Last week, we launched version 1.0 of the Modal client. This is a significant milestone for us because it marks a new level of maturity and stability for the Modal platform. We’ve worked to make the client API more robust and predictable, and we expect far fewer breaking changes moving forward.
So what do we mean by “Modal client”? If you’re new to Modal, you can think of Modal in two parts: our client, which is a Python SDK, and our managed cloud platform, which we use to run user workloads around the world.
The client gives developers the ability to access serverless cloud compute from their application code via decorators. Here’s a basic example:
import modal
app = modal.App()
@app.function()
def cloud_function():
...
@app.local_entrypoint()
def main():
cloud_function.remote() # This runs in the cloud!
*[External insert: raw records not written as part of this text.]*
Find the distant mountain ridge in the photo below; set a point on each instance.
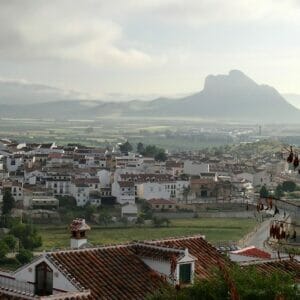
(232, 97)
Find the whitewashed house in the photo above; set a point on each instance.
(124, 191)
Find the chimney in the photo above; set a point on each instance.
(78, 228)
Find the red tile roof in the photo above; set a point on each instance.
(207, 256)
(110, 272)
(161, 201)
(117, 272)
(126, 184)
(253, 252)
(147, 177)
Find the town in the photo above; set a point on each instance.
(136, 186)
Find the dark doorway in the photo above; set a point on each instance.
(43, 280)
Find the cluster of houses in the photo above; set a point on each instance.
(38, 174)
(128, 271)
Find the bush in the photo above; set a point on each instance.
(24, 256)
(10, 241)
(3, 249)
(289, 186)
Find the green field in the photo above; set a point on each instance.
(215, 230)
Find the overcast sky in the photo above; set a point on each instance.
(149, 47)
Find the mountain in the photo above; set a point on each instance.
(294, 99)
(232, 97)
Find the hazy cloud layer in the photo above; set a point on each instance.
(148, 46)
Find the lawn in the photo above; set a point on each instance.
(215, 230)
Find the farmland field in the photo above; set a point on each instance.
(215, 230)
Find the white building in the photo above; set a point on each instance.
(195, 168)
(124, 191)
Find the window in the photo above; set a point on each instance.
(43, 280)
(185, 272)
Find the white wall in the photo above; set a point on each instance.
(27, 274)
(193, 168)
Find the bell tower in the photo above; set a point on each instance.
(78, 230)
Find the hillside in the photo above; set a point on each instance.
(232, 97)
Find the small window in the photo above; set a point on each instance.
(43, 280)
(185, 272)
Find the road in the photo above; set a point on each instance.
(260, 235)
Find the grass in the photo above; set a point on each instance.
(215, 230)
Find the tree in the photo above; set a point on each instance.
(3, 249)
(248, 285)
(289, 186)
(27, 235)
(8, 202)
(140, 148)
(126, 147)
(24, 256)
(10, 241)
(89, 211)
(279, 191)
(264, 193)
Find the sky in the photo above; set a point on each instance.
(144, 48)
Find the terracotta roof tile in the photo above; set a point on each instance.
(253, 252)
(110, 272)
(207, 255)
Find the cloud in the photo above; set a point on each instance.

Developer ergonomics has been a core principle of Modal from the very beginning. Crafting a good developer experience requires making tricky tradeoffs along the way, however. Working towards 1.0 has given us a chance to reflect on our core design principles and some of the major decisions we’ve made along the way.
Design principles for 1.0
1. Avoiding unpredictable magic
We want using Modal to feel a little magical, but “magic” behavior can be a double-edged sword. With 1.0, we’ve intentionally moved away from some of these “magic” behaviors.
One example is our old “automounting” feature. If your App had imports of local packages, we’d automatically find and include them in your Modal deployment. While helpful on the surface, this became unpredictable in many cases. Users could end up with more packages than needed, making deployments slower. Users could also start expecting every file they read to be automatically included, even when that wasn’t the case.
With 1.0, these behaviors are now explicit. You’ll specify exactly what local files and packages are included in your container, apart from the Function’s own package. Your App definition might become more verbose, but the benefit is much more predictable and easy-to-debug behavior.
Before:
# Before: Modal will detect this local import and automount the package
from utils.llm import tokenize
app = modal.App()
@app.function()
def process():
tokenize("some text")
After:
from utils.llm import tokenize
app = modal.App()
# Now: You explicitly add the local utils package to your Image
image = modal.Image.debian_slim().add_local_python_source("utils")
@app.function(image=image)
def process():
tokenize("some text")
2. Separating core functionality from additional concepts
As the number of use cases powered by Modal grows, so does the number of concepts, and thus also the need for organizing them in a scalable way. We want to be able to add new features without making it harder to understand the basics.
After adding many new parameters to the @app.function
decorator, we’ve recognized that trying to put every possible configuration into a single decorator quickly becomes unwieldy. Going forward, we’ll be clearly separating core functionality from additional concepts by splitting them up over separate decorators. An example of this is the new @modal.concurrent
decorator, which lets you express concurrency patterns independently from the configuration in @app.function
.
This pattern also allows us to add config options that are specific to each decorator, such as target_inputs
in the code snippet below.
Before:
@app.function(allow_concurrent_inputs=1000)
def f(...):
...
After:
@app.function()
@modal.concurrent(max_inputs=1200, target_inputs=1000) # Let concurrency spike during scaleup
def f(...):
...
3. One canonical path
We believe in providing clear paths for users to accomplish common tasks. This means reducing redundant methods for similar actions, simplifying the mental model for developers.
One example is how local files are brought into your Modal container. Previously, you could either specify them in your image setup or pass a modal.Mount
directly in your Function configuration. This meant that two distinct object types were responsible for bringing local assets into the remote environment. We’ve now moved all of this functionality under the modal.Image
class. This aligns with Modal’s core promise of abstracting the container environment: everything related to the container filesystem and its initial state is now managed explicitly and consistently within the Image
definition. The Image
class already had robust ways to bring over local data, so consolidating here provides a more coherent experience.
# The below two Function definitions accomplished the same thing, so we're deprecating the former
mount = modal.Mount.from_local_dir("data").add_local_file("config.yaml")
@app.function(image=image, mount=mount)
def f():
...
image = image.add_local_dir("data").add_local_file("config.yaml")
@app.function(image=image)
def g():
...
A more predictable client release cycle
You’ll also notice a shift in our client release cycle. We’ll be batching updates together so it’s easier for you to quickly see what’s new and decide when to upgrade. This gives you more predictability and control over your development environment. You’ll always be able to see what changes we’ve made in our changelog.
What’s next?
Modal 1.0 is a significant milestone, but it’s just the beginning. There are a couple of particularly exciting directions we’re taking the client SDK. One is creating SDKs for other languages, which we’ve made good progress on already. The other is exploring the distinction between Modal as a software tool for humans versus a tool for agents. What does it mean to have good ergonomics in a world where development is mediated by AI tools? How can we adapt the platform to better serve the unique needs of AI-driven workflows?
We think you’ll appreciate the stability and clarity that Modal 1.0 brings, and we hope this release will make building with Modal even more productive. For detailed instructions on how to migrate to 1.0, check out the 1.0 release notes and our migration guide.